In parallel, Testbirds hired a channel director for its activities 12 months ago and initiated a partnership program at the beginning of 2020. The company highlights it has signed eight formal partnerships, including five tier-one QA vendors, and started joint projects. In contrast, 12 months ago, Testbirds had only tactical agreements for one-off projects.

Testbirds is accommodating its services for the indirect channel, letting the QA vendor manage the project and access all of the Testbirds IP, community and project manager. Testbirds continues, however, to supervise its community and its automation investment, even if it is white labeled.

Will COVID-19 reduce client concern around trust & security?

In the past, clients have expressed two primary concerns around crowdtesting: trust (will crowdtesters tell my competitors about my new app?) and security (will they hack my system?).

Testbirds believes that clients that have experienced work-from-home and enjoyed benefits such as higher productivity and work quality will now increase the use of crowdtesting.

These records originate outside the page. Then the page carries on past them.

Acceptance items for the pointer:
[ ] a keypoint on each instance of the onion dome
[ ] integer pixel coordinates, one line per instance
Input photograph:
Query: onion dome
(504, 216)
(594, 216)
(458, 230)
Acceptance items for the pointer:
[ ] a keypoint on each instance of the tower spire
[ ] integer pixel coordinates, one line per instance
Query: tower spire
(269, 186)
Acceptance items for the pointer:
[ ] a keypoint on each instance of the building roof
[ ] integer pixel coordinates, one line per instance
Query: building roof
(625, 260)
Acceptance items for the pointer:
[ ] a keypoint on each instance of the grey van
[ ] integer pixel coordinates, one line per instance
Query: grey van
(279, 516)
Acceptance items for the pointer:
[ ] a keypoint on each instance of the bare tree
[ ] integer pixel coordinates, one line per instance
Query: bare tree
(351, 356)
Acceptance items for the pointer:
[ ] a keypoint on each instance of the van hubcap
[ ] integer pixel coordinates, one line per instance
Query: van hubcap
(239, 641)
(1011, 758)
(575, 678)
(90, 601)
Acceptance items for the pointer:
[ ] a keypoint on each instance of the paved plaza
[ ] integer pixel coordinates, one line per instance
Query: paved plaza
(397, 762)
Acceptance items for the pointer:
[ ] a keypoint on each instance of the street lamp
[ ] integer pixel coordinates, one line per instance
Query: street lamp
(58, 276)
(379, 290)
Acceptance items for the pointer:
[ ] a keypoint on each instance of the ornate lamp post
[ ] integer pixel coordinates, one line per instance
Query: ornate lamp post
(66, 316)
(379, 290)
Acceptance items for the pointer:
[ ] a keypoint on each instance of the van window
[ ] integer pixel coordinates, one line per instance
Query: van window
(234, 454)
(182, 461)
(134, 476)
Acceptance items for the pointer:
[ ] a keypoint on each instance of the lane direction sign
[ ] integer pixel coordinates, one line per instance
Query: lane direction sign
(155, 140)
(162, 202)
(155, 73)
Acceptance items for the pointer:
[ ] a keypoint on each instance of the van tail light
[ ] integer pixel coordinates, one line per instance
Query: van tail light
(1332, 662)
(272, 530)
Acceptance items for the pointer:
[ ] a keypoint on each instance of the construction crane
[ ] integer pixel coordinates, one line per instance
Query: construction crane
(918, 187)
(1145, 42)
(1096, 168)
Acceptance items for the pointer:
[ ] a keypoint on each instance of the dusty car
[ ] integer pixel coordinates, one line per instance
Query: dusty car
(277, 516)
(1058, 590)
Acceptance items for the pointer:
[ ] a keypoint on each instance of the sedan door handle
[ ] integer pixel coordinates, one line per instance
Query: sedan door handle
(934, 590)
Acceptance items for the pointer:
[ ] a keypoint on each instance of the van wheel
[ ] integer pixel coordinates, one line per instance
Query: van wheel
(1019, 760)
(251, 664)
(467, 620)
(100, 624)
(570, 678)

It emphasizes all of its testers are vetted and go through a thourough onboarding and qualification process, and its systematic NDA policy. Also, Testbirds is mitigating the IT security risk through secure connections and access to staging environments (i.e. a replica of testing or production environments).

Crowdtesting becomes more automated

With crowdtesting now emerging out of its niche, Testbirds is getting ready for changes. The company is increasing its investment in automation, focusing initially on crowdtesting member identification and notification (using AI and its companion mobile app) and automating communications and defect login.

Testbirds highlights that clients typically start their journey with exploratory testing and usability studies, combining functional and usability testing, and then expanding to its deeper usability research and functional testing portfolio. The company wants to further improve its UX capabilities (which already represent 50% of its business) and is soon to release an ML-based algorithm to go through to open question responses and categorize them.

Longer term, Testbirds wants to push waterfall testing to its client base, expanding from agile crowdtesting. This presents new opportunities for the company, given that most of the mobile apps/websites it tests are connected with back-end applications that rely on waterfall development. The company highlights it has already started this journey and developed relevant methodologies.

The sweet spot of crowdtesting is ‘out of the lab’

What is striking about the adoption of crowdtesting is that clients are using crowdtesting as an alternative to traditional functional QA manual activity. Clients turn to crowdtesting for their functional needs and then only gradually expand to usability testing. Testbirds highlights its clients use equally functional and UX testing and is now converting them to adopt further services.

We think the crowdtesting sweet spot also lies in providing QA ‘out of the lab’, whether at home with real network conditions, in the street, or the store. Accordingly, we expect clients will, over time, increase their focus on omnichannel testing and give more attention to usability testing. So far, demand has been relatively limited. COVID-19, by accelerating the transition to digital, is changing this. Now is the time for the crowdtesting industry.